CREATE IMMUTABLE VARIABLE iv AS int DEFAULT 100;
-- should to fail
LET iv = 10000;
ERROR:  session variable "iv" is declared IMMUTABLE

bryn continued: 3. What is the precedence scheme? For example, if a SQL statement in a PL/pgSQL unit has a restriction like this:

   …where col = x…

and x is both the name of an in-scope variable (or formal parameter) in the unit and the name of a schema variable? When the table has a column called x, then there’s (at least sometimes) no way round a run-time collision error except to rename one of the X’s. (Qualifying the names doesn’t fix it.) Will it be the same with schema variables? The question extends to ordinary assignment statements that become SQL statements under the covers:

  v := a + b;

where b happens to be both an in-scope variable and a schema variable.

You can handle collisions by using qualified identifiers. For PL/pgSQL you can use block labels, for other objects schema.

From PostgreSQL’s SQL perspective the session variables are common database objects (contra PL/SQL where package variables are PL/SQL language objects), and SQL disallows ambiguity. This is a little bit more complex problem, because session variables can be used everywhere in Postgres (not just in PL/pgSQL).

PL/pgSQL doesn’t see session variables like something special - PL/pgSQL runtime doesn’t see session variables ever (the work with session variables are done one level deeper) (the usage of session variables are fully transparent for this environment) so there are the precedence rules without change, but you can use with session variables inside PL/pgSQL (but from implementation perspective it is just any other SQL object).

https://www.postgresql.org/docs/9.6/plpgsql-implementation.html#PLPGSQL-VAR-SUBST

and you can set different precedence 

#variable_conflict error
#variable_conflict use_variable
#variable_conflict use_column

but I strongly don't advise it. From my perspective, allowing collisions was a significant Oracle's PL/SQL design error.

Thank you very much indeed for this careful reply, Pavel—and for the links to the threads on the Hackers list. A great deal is now clarified for me. You said “I am not native speaker, and my English is very poor”. You’re far, far, too modest. I am a native English speaker.
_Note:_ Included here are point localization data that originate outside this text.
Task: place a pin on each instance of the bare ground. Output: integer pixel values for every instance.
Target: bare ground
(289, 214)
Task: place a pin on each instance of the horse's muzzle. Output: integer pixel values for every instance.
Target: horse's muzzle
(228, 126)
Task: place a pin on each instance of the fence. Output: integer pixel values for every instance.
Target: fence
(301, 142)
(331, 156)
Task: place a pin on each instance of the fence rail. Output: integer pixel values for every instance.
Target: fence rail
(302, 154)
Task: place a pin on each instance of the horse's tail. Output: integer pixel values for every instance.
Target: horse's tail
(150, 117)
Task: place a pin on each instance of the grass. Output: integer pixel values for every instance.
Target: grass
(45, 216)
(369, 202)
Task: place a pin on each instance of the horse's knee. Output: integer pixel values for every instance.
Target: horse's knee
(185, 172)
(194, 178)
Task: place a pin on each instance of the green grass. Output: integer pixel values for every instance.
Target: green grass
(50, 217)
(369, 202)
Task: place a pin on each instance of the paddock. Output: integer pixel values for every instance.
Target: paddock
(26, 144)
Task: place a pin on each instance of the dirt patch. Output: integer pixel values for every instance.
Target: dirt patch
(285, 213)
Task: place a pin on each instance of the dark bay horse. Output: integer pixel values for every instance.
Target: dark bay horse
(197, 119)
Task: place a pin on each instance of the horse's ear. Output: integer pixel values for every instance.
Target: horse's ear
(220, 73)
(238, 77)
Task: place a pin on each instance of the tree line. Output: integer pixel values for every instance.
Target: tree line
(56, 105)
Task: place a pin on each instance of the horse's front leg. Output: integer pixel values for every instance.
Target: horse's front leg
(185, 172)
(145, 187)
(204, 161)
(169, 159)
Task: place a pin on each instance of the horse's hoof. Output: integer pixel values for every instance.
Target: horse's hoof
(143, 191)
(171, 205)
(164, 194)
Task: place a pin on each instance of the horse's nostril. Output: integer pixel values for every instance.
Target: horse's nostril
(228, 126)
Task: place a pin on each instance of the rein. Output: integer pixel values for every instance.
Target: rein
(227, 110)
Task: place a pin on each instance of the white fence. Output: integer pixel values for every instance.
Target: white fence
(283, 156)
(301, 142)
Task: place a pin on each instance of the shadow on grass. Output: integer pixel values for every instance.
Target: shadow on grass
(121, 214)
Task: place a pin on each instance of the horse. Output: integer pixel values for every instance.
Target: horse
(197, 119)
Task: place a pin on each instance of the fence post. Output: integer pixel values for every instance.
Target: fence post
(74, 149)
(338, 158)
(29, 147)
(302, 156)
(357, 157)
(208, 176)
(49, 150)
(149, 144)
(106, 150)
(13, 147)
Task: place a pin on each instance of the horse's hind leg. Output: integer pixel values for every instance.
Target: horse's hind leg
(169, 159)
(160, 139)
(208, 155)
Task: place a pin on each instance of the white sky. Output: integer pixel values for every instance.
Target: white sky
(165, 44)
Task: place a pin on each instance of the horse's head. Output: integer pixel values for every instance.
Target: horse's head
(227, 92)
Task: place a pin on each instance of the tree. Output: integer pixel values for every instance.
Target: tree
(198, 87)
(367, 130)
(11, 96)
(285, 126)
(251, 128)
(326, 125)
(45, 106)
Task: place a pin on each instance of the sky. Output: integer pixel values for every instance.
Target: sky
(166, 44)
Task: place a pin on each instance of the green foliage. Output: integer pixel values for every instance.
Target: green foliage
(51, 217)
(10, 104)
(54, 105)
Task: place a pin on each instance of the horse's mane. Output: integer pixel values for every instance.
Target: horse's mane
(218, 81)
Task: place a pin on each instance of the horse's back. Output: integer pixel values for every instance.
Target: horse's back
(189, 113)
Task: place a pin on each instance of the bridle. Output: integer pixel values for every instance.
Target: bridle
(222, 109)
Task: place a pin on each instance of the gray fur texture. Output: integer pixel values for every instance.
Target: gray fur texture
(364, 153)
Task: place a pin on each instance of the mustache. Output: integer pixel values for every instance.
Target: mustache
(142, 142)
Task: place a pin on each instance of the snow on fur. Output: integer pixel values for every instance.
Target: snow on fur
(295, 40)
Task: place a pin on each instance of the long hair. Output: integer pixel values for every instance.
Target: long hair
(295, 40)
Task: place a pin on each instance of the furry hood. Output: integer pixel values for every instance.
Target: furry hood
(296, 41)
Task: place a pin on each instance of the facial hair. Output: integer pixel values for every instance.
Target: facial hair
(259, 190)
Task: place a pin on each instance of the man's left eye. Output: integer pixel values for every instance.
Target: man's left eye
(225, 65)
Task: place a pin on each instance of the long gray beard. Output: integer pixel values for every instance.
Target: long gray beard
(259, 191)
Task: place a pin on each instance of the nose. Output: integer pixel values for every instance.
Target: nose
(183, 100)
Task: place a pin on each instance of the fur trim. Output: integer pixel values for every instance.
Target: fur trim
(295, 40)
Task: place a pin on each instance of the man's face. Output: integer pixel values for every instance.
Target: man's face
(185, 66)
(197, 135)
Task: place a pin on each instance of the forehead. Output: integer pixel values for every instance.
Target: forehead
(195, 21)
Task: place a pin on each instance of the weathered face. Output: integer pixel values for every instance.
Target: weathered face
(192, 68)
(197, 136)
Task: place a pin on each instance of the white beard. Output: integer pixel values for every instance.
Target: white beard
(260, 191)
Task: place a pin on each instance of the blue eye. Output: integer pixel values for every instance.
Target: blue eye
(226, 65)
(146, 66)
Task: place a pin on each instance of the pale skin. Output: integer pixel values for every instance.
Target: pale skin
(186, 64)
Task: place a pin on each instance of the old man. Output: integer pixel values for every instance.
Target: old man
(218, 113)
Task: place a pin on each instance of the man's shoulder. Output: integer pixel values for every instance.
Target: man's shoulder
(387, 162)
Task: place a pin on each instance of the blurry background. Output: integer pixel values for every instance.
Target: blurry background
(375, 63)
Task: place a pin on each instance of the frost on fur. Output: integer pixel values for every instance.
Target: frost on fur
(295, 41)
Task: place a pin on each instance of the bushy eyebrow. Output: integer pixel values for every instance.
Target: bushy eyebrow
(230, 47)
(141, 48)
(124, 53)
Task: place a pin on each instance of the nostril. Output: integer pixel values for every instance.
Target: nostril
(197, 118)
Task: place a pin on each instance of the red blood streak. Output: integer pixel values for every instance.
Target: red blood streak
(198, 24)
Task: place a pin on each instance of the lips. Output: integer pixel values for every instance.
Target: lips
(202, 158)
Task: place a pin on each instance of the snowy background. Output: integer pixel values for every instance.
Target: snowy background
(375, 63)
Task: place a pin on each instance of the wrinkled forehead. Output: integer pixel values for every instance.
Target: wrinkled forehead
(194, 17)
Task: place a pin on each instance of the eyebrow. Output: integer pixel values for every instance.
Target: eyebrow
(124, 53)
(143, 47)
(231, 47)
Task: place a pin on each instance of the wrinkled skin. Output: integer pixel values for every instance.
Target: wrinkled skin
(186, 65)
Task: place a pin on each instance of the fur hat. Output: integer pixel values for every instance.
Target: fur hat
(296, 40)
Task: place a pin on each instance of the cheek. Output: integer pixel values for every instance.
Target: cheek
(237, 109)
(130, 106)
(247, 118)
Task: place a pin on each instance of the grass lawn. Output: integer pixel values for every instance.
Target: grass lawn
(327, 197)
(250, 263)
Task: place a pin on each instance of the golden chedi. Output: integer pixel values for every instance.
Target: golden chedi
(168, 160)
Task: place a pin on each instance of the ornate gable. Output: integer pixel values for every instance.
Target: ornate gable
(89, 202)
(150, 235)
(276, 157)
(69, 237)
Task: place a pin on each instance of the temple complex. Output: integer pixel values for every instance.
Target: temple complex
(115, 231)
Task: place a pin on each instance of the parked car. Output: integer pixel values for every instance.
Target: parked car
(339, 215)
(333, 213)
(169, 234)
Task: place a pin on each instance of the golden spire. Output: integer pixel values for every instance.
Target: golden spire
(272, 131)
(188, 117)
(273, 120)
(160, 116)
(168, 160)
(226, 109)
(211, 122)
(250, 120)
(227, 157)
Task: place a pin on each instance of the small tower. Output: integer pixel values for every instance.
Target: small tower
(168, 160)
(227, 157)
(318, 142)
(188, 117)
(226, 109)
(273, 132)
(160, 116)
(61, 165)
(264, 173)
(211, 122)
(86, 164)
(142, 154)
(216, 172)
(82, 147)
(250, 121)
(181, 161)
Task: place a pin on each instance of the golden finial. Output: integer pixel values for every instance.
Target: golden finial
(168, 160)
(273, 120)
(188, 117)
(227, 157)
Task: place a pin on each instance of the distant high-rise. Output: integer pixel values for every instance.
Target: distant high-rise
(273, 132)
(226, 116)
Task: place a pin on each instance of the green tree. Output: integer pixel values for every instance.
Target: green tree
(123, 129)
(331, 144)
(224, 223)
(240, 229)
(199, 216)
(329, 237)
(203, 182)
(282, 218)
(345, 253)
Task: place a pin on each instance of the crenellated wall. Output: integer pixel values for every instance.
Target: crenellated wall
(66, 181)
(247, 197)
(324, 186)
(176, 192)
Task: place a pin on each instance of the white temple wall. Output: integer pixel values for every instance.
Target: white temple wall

And I often see writing from other native English speakers that’s pretty awful. Your writing is a lot better than theirs. Of course, I don’t know a single word of Czech.

I’m glad to see that the non-transactional behavior is still part of the plan—even if, later, a transactional variant is added. I’m glad to see, too, that READ/WRITE privileges and IMMUTABLE are now part of the plan.

Just a detail, now. You sad this:

variables have their own namespace, because they have their own catalog table. It is designed like any catalog object - so you can use (or you don't need) to use a qualified identifier. But there is not any schema scope 

I probably misused the phrase “schema scope”. I meant only to say that, if two schemas, s1 and s2, exist in the same database, then it’s OK to have two session variables called s1.x and s2.x. And you confirmed that this is the case. It seems that you can also have a session variable called s1.x and a table called s1.x. In a separate reply to my email, david.g.johnston@xxxxxxxxx thought that this would be disallowed because session variables would share the same relations namespace that tables and views already do. (I have no opinion here.) Thanks for the clarification.

All is clear about collisions and name qualification now. And, yes: I agree with your advice to leave those settings that you mentioned at their shipped defaults and to go with the native behavior (collisions simply cause a run-time error). Then to fix such errors by ordinary spelling changes (esp. schema qualification) in one’s code.

You said “I invite any help with code and documentation review”. I’m not a C coder. But I’d be happy to help with documentation review when the time comes.

Finally, I’m well advanced with my promised mini-project to prepare and explain a realistic use-case to show the benefits of a package construct in PL/pgSQL. I’ll wait until after Xmas before I share it with the General list. Having said this, I already appreciate that the chances of bringing packages to some future PG release are vanishingly small.